Monday, August 24, 2015

Kids Club

Original Kids' Club
Lately, it feels as if the planets aligned, and I am doing things right. Another way of saying, "I have my shit together." Not that I usually don't, I get done what needs to get done with necessary enthusiasm, but I'd say my big picture thinking recharged.
Regaining this positive disposition can be attributed to many things; George getting older, consistent time for exercise and writing, not drinking beer so frequently (I'm giving this gluten free thing a try.)
I'm at the part in Bridget Jones' Diary when she takes back control of her life, the montage of her circling job listings in the news paper, hitting the gym, improving her reading material, and dumping her vices in the garbage.

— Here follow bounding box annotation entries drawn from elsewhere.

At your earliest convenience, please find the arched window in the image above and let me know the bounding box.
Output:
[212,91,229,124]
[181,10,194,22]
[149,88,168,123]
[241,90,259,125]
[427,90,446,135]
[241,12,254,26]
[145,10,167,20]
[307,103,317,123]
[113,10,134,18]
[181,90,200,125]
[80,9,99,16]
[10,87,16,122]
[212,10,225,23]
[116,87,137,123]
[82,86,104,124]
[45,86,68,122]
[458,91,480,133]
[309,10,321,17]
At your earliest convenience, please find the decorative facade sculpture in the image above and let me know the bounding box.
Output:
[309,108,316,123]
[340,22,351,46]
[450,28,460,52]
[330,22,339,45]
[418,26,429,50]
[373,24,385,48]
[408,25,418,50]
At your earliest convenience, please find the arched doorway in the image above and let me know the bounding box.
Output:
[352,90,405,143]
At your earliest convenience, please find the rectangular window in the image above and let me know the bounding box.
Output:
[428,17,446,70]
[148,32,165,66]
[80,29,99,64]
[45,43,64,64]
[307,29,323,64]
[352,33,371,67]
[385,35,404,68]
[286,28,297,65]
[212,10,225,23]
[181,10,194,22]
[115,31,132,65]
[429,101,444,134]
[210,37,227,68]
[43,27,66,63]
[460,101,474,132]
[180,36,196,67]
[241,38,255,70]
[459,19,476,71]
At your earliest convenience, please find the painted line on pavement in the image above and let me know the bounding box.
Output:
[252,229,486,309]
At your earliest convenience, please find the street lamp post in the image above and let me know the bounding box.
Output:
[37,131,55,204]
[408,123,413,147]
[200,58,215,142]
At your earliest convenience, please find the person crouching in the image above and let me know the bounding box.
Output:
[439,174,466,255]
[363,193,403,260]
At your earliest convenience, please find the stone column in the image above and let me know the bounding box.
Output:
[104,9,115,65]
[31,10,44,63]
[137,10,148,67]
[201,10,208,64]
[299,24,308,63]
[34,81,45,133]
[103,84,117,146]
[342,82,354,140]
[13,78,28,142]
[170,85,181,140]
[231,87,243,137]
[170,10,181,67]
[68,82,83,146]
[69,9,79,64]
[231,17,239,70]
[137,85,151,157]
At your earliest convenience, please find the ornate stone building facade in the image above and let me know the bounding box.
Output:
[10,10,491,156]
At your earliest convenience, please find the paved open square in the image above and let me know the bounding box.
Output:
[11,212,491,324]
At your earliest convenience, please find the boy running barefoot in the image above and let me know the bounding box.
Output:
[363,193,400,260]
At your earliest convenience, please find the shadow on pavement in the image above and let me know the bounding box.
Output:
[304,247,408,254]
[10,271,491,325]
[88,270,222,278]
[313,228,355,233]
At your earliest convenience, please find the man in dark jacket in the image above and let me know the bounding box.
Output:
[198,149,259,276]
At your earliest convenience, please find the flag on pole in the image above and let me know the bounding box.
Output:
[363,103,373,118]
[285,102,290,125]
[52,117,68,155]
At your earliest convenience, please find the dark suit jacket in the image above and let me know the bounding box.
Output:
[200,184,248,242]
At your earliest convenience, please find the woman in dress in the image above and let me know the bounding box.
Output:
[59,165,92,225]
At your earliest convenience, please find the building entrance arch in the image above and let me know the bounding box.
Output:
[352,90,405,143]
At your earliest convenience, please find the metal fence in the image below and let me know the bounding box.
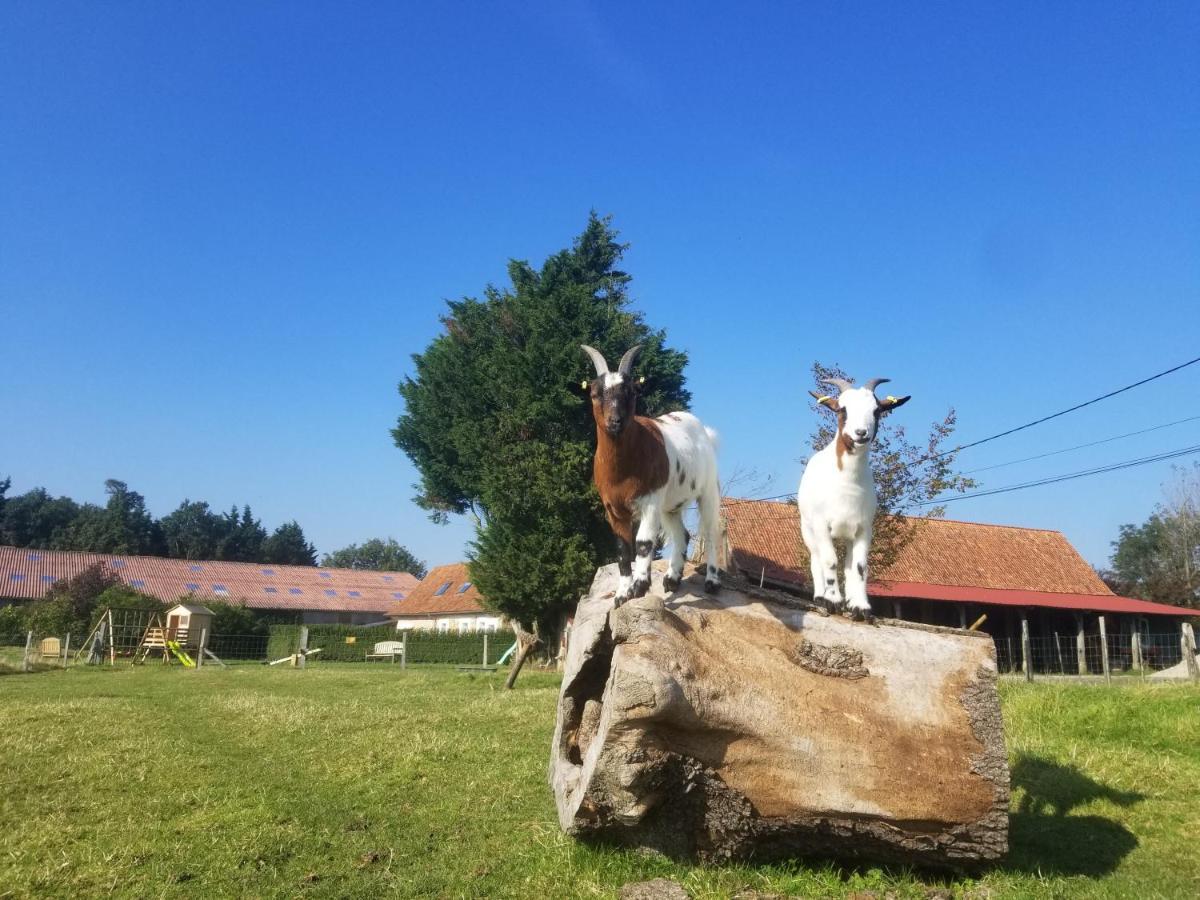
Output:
[995,631,1183,676]
[0,625,515,674]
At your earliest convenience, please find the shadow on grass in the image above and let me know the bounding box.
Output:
[1001,756,1145,876]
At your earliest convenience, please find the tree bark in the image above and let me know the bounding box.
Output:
[504,622,541,690]
[550,566,1009,869]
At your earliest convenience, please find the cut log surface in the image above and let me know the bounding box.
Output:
[550,565,1009,869]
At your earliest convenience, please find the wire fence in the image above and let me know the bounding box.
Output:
[0,625,516,674]
[995,631,1183,676]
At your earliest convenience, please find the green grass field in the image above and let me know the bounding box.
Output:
[0,664,1200,898]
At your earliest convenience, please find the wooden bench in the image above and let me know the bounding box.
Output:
[366,641,404,662]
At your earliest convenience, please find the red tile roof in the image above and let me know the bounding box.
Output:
[0,547,420,614]
[391,563,485,618]
[722,498,1196,616]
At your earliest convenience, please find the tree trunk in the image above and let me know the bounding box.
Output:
[550,566,1009,869]
[504,622,541,690]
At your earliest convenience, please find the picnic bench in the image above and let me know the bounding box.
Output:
[367,641,404,662]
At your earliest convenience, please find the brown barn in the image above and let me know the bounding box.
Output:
[724,498,1200,673]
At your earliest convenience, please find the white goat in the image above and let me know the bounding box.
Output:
[583,344,721,606]
[796,378,908,619]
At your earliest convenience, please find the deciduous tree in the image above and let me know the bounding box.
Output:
[1103,463,1200,606]
[320,538,426,578]
[262,521,317,565]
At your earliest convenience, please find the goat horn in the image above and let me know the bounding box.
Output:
[580,343,608,378]
[617,344,642,377]
[821,378,854,391]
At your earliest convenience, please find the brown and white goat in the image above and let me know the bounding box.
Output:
[583,344,720,606]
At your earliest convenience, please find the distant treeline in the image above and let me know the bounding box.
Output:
[0,479,425,578]
[0,479,317,565]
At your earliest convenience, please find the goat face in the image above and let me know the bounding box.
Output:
[583,344,642,438]
[592,372,637,438]
[812,378,910,448]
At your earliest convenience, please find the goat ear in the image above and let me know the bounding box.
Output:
[809,391,840,413]
[880,395,912,415]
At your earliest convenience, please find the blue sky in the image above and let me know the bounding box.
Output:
[0,0,1200,564]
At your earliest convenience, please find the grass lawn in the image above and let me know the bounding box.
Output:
[0,664,1200,899]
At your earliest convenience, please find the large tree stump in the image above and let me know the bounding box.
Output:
[550,566,1008,869]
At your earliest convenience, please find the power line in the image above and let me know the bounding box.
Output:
[962,415,1200,475]
[914,444,1200,506]
[919,356,1200,462]
[755,356,1200,505]
[728,444,1200,518]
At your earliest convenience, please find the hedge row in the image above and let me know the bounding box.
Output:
[266,625,515,665]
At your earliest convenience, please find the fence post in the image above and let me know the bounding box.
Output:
[1097,613,1112,684]
[1021,610,1033,682]
[1180,622,1200,682]
[295,625,308,668]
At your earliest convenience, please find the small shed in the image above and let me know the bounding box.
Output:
[167,604,214,647]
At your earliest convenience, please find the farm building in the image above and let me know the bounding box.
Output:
[0,547,419,625]
[722,498,1200,672]
[390,563,505,634]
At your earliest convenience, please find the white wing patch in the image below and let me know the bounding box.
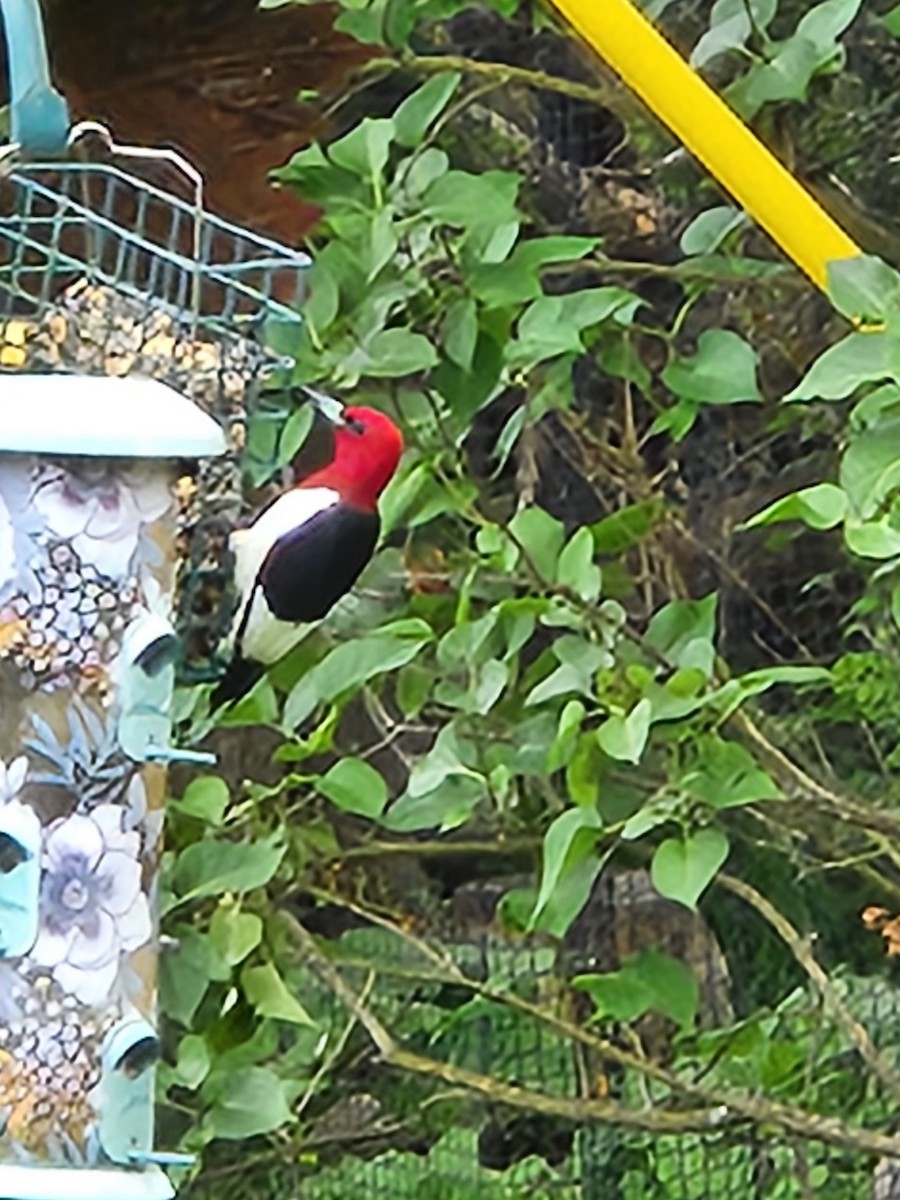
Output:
[230,487,341,665]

My can-do-anything attitude inspired me to sign up for a gym membership, and two memberships for my kids to attend the kids' club while I exercise. The kids' club is the baby sitting room. A place, I was hoping to drop my kids off, and get some mommy reprieve, watching Real Housewives episodes on my phone while running, stepping or cycling.

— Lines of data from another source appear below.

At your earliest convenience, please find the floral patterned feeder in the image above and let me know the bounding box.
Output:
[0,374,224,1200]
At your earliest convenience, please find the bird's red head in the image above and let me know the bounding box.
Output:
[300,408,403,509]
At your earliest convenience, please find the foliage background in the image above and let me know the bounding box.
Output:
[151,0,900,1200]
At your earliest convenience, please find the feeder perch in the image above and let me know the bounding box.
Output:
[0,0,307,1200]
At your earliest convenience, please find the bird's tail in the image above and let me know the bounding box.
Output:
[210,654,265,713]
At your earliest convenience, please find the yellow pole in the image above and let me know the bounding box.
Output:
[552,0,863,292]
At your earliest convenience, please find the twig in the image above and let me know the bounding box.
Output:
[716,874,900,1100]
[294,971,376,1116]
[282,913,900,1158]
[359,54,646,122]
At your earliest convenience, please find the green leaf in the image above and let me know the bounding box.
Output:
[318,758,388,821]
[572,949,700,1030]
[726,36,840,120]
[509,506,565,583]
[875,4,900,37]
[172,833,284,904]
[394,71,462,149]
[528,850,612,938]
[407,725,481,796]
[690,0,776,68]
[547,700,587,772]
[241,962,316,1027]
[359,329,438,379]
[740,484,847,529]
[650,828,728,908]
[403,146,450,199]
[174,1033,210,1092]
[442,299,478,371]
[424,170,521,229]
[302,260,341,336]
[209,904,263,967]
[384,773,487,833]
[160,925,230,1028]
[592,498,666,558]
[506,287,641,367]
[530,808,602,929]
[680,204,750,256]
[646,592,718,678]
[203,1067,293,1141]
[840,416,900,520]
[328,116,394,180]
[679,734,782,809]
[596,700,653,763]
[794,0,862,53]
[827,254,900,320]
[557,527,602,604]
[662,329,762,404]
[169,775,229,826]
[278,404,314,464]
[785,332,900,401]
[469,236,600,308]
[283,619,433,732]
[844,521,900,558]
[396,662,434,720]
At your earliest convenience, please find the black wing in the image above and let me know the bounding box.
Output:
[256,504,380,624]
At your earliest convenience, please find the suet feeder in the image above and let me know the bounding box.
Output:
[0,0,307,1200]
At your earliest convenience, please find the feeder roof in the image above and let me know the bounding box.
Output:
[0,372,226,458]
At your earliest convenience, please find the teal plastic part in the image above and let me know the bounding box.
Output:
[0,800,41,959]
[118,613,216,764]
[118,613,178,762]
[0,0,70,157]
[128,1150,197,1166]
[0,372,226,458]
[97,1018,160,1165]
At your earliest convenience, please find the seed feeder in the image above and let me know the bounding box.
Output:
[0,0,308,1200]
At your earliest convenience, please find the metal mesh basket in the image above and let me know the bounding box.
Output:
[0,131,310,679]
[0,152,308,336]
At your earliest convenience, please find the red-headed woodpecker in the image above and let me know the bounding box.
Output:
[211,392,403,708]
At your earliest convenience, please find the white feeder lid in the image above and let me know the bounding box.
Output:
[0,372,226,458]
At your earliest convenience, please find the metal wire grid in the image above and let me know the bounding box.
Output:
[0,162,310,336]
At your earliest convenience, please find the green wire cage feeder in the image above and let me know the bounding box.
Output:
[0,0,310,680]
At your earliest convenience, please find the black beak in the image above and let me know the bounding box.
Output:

My positive attitude must have affected my judgement because I thought dropping my kids off at the babysitting room would be a little difficult, but it turned out to be as I should have expected, both of them hysterical, displaying their extreme cases of mom separation anxiety and stranger danger. As I encouragingly nudged them toward toys spewed about the room, and to watch the Disney movie playing on a small TV in the corner, their grip on me tightened. I decided to sit on the ground and spend the hour playing with them in the kids' club instead of branching off to the treadmill outside the door. I told myself spending time with them in the kids club would get them comfortable, and make it easier to drop them off the next time.
Saturday morning after mentioning the kids' club, Kiki bawled in her room for ten minutes. I felt bad, so we ended up doing a jog in the jogging stroller. Saturday is a busy foot traffic morning, so I waved more frequently to other joggers, walkers and bikers. An old man walking on the other side of the street flipped me off after I waved at him. I burst out laughing and then a beaming smile lit up his face.
Sunday, I went to the gym alone so I could finally use the equipment. I see why the gym is cheap as fuck (my membership is $14 a month and the kids club was just a small up charge.) The atmosphere is not cheerful, but it has everything I need. After wandering around the poorly lit, abandoned looking upstairs fitness area, I was expecting to see a hole in the roof. I was happy to find a spinning class room, although they only offer class twice a week.
I walked by the kids' club and peeked in the window. It matched the shabby gym outside. The carpet looked dingy, and the toys were relics from the early nineties. A dust-bunny grey teddy bear sat in the corner dressed in a santa suit. I could picture it new, gleaming white with a soft velvet suit, but instead it sat slumped over looking like a hungover Bad Santa.
The door to the kids club is next to the gym entrance, without any lock, and only a clipboard is used to track kids coming and going. I started to frown thinking of those sad toys, and my kids crying in the corner while I'm in the gym burning off pent up energy. Aside from the sad sight of the room, there is the added stress of lack of security, and let's face it, we live in a time where someone can come into any public space guns blazing, so I don't like how the kids' club is the first room they'd come across.
I walked to the counter and cancelled the kids' club membership. I can use the gym early in the morning or late at night, and let the kids escape the trauma of feeling like I'm abandoning them. Many people told me, "They will stop crying the third or fourth time you leave them." I might feel positive changes in my life, but somethings aren't worth messing with. I'll just keep these two kids spoiled a bit longer. Even when things are going right, I still find myself running up against a wall, but thats really what going to a gym means.

Even in good times, I find myself running up against a wall. Literally.